Kartheiser broni swojego wezwania
Rozmowa wideo między posłami do PE a rosyjskimi deputowanymi odbyła się w środę i była prowadzona przez Fernanda Kartheisera, posła do PE z Luksemburga.
Kartheiser, który nie jest powiązany z żadną grupą w Parlamencie Europejskim, stwierdził w komunikacie prasowym, że spotkanie miało na celu zintensyfikowanie dialogu między Europą a Rosją, w szczególności w sprawie Ukrainy i sankcji.
Kartheiser powiedział, że chociaż spotkanie nie miało formalnego charakteru instytucjonalnego, to był to wyraźny znak, że eurodeputowani chcą przywrócić dialog z Moskwą.
"To dla nas symboliczne spotkanie. Nie możemy odchodzić od dialogu.
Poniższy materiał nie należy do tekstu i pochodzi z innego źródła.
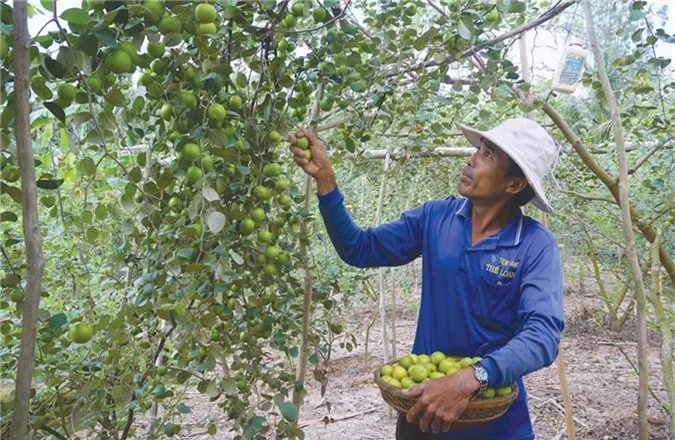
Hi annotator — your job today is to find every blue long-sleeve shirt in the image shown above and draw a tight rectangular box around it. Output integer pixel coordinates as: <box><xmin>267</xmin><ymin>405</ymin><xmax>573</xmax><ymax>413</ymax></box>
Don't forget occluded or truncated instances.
<box><xmin>319</xmin><ymin>188</ymin><xmax>563</xmax><ymax>440</ymax></box>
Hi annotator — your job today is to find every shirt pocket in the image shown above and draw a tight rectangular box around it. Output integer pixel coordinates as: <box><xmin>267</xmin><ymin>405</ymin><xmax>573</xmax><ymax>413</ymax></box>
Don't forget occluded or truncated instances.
<box><xmin>472</xmin><ymin>275</ymin><xmax>518</xmax><ymax>334</ymax></box>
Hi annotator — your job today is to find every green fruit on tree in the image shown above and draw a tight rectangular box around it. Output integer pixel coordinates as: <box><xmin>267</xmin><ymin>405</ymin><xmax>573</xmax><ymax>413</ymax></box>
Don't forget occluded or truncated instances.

Wręcz przeciwnie, powinniśmy wspólnie omówić kwestie rozliczenia Ukrainy, sposoby ustanowienia trwałego pokoju, przywrócenia współpracy i przeciwdziałania wyścigowi zbrojeń" - powiedział Kartheiser.
Na początku tego roku Kartheiser został wydalony z grupy parlamentarnej Europejskich Konserwatystów i Reformatorów (ECR) za wizytę w Moskwie i spotkania z tamtejszymi urzędnikami.
Według doniesień medialnych, delegacji z rosyjskiej Dumy przewodniczył Leonid Słucki, przewodniczący komisji spraw międzynarodowych, który podziękował europejskim uczestnikom za dialog.
Kartheiser odrzucił prośbę Euronews o ujawnienie listy uczestniczących eurodeputowanych, stwierdzając, że mogłoby to zaszkodzić ich karierze lub działalności w Parlamencie Europejskim.
Euronews skontaktował się z grupami politycznymi w celu uzyskania informacji o tym, czy ich eurodeputowani wzięli udział w rozmowach.
Organizator rozmów, Kartheiser, nalega na kontynuowanie rozmów z rosyjskimi prawodawcami.
W odpowiedzi przesłanej do Euronews stwierdził, że po wideokonferencji skontaktowało się z nim kilku innych posłów do PE, aby wyrazić zainteresowanie kolejnym spotkaniem z rosyjskimi ustawodawcami.
Większość rosyjskich deputowanych objęta sankcjami
Parlament Europejski zerwał więzi z rosyjską Dumą w 2014 roku, po aneksji Krymu.
W związku z tym posłowie, którzy współpracują z rosyjskimi podmiotami dyplomatycznymi lub rządowymi, działają wyłącznie we własnym imieniu, poinformowała Euronews służba prasowa Parlamentu.
Zgodnie z odnowionymi przepisami, posłowie muszą deklarować spotkania z przedstawicielami zainteresowanych krajów, nawet jeśli podlegają one sankcjom, ostrzegł rzecznik.
Obecnie 351 członków Dumy Państwowej, którzy głosowali za uznaniem jednostronnej niepodległości niekontrolowanych przez rząd obszarów obwodów donieckiego i ługańskiego na Ukrainie - co Bruksela wezwała Rosję do wycofania się - jest objętych sankcjami UE.
Dyplomaci i pracownicy rządowi z Rosji i Białorusi mają zakaz wstępu do Parlamentu Europejskiego od marca 2022 roku, tuż po pełnej inwazji Moskwy na Ukrainę pod koniec lutego tego samego roku. Dotyczy to również wszystkich rosyjskich deputowanych do Dumy, którzy podlegają sankcjom UE.
Słucki, który przewodniczył rosyjskiej delegacji na środowe rozmowy, również znajduje się na liście sankcji UE.